By Ron Cole
Director, YSU Communications
YOUNGSTOWN – In last year’s Business Journal Growth Report, Youngstown State University said it was looking forward to a year filled with purpose, promise and great possibilities.
Within days, the coronavirus hit, impacting everyone and everything – students, employees, facilities, finances and the very nature of how the university delivers education and does business.
To minimize people gathering on campus, most classes transitioned to off-campus, online delivery. To keep safe those who did come to campus, robust health protocols were implemented.
Campus events were canceled, including popular lectures, concerts, theater productions and football games, and beloved annual events like the YSU English Festival and even commencement were canceled or held virtually.

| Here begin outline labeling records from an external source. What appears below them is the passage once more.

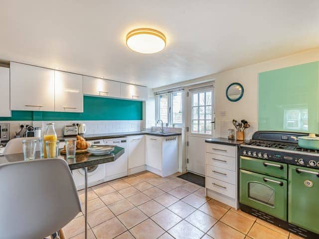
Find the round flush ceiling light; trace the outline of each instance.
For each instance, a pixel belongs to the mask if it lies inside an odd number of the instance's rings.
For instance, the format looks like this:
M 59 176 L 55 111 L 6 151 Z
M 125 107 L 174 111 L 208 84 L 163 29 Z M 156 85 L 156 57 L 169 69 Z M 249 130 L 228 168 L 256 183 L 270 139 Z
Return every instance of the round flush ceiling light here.
M 138 28 L 128 33 L 126 44 L 131 50 L 140 53 L 155 53 L 165 48 L 166 38 L 157 30 Z

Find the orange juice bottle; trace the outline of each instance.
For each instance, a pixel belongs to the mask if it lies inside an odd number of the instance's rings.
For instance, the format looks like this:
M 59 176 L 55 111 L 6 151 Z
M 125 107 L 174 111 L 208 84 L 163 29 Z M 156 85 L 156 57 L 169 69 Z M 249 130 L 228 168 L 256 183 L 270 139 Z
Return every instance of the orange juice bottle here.
M 46 145 L 45 142 L 47 141 L 56 140 L 58 138 L 56 136 L 56 133 L 54 129 L 54 124 L 53 123 L 49 123 L 46 124 L 46 130 L 45 134 L 44 134 L 44 157 L 47 158 L 46 154 Z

There were budget cuts, reduced salaries and layoffs. It’s hard to think of anything at YSU that has not felt the impact of the pandemic.

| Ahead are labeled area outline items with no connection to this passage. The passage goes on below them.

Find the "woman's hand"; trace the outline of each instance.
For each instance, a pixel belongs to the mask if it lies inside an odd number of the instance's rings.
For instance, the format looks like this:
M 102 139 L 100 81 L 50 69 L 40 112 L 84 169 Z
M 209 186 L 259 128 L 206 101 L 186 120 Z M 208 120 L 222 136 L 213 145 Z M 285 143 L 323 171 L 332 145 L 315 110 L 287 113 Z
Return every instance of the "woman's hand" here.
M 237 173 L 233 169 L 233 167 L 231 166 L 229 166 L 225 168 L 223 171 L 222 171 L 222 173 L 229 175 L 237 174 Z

Nonetheless, and all-in-all, the university moved forward in 2020 – with purpose, promise and, yes, even great possibilities.

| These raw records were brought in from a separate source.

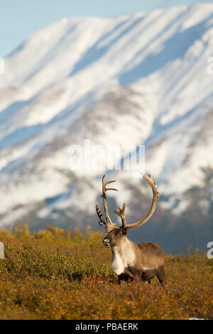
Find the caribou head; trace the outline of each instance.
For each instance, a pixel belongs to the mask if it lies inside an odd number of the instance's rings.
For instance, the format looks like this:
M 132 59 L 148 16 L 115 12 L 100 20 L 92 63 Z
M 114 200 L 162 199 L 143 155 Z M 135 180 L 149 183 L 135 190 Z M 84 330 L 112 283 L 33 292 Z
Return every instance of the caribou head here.
M 113 223 L 109 215 L 106 193 L 108 190 L 118 191 L 118 190 L 114 188 L 106 188 L 108 184 L 116 182 L 116 181 L 106 182 L 105 175 L 102 178 L 102 198 L 105 219 L 103 218 L 104 214 L 98 205 L 96 206 L 96 210 L 99 218 L 99 225 L 105 225 L 107 235 L 104 237 L 103 243 L 105 247 L 111 248 L 111 269 L 118 274 L 119 281 L 128 279 L 142 279 L 150 283 L 151 279 L 156 275 L 160 282 L 164 283 L 165 276 L 163 269 L 163 252 L 160 246 L 153 242 L 137 244 L 126 237 L 129 229 L 138 227 L 145 224 L 151 218 L 156 207 L 159 196 L 157 184 L 151 175 L 143 175 L 143 177 L 151 185 L 153 190 L 151 209 L 143 219 L 132 224 L 126 224 L 126 204 L 124 203 L 122 208 L 119 207 L 119 210 L 114 210 L 114 213 L 121 217 L 121 226 L 116 226 Z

The “We See Tomorrow” capital campaign inched closer to its $125 million goal, the largest single fundraising effort in university history.
YSU named 13 new endowed faculty positions during the year, including positions in early American history, gerontology and American social history.
The university teamed with IBM to launch the YSU IT Workforce Accelerator, one of many new workforce initiatives that also includes the Excellence Training Center under construction along Fifth Avenue downtown. Speaking of which, work is also underway on a major overhaul of Fifth Avenue through campus, including new street lighting, sidewalks, crosswalks, landscaping, bike paths and, eventually, even a driverless shuttle.
The university’s two biggest assets – students and faculty – continued to earn accolades in 2020.
A team of five YSU students won the national Intercollegiate Ethics Bowl in Atlanta, besting squads from Stanford, Yale and the U.S. Military Academy. Student Emily Henline was named a Fulbright Scholar, one of the most widely recognized scholarships in the world.
Teaming with associate professor of chemistry Doug Genna, student Mariah DeFuria became the first student in YSU history to be listed as a co-inventor on a U.S. patent.
And Cory Brozina, assistant professor and director of first-year engineering, received a $1 million research award from the National Science Foundation, the largest the university has ever received from the NSF.
The list of accomplishments, despite the disruption of a historic public health crisis, goes on and on.
For YSU, 2020 showed the capability of students, faculty, staff and the entire university community to accept, innovate, adapt and sacrifice for the good of the institution in the wake of truly unfathomable circumstances.
So, what about 2021? If anything, this past year has taught that predicting the future is a fool’s errand. The only thing that’s certain may be the uncertainty of everything.
Nonetheless, as treatments improve, vaccines are distributed and the world adjusts to a post COVID-19 environment, YSU will continue to discover, discern and dream – cultivating talented, forward-looking graduates in a setting that values hard work and ingenuity and is focused squarely on the advancement of our community, nation and the world at large.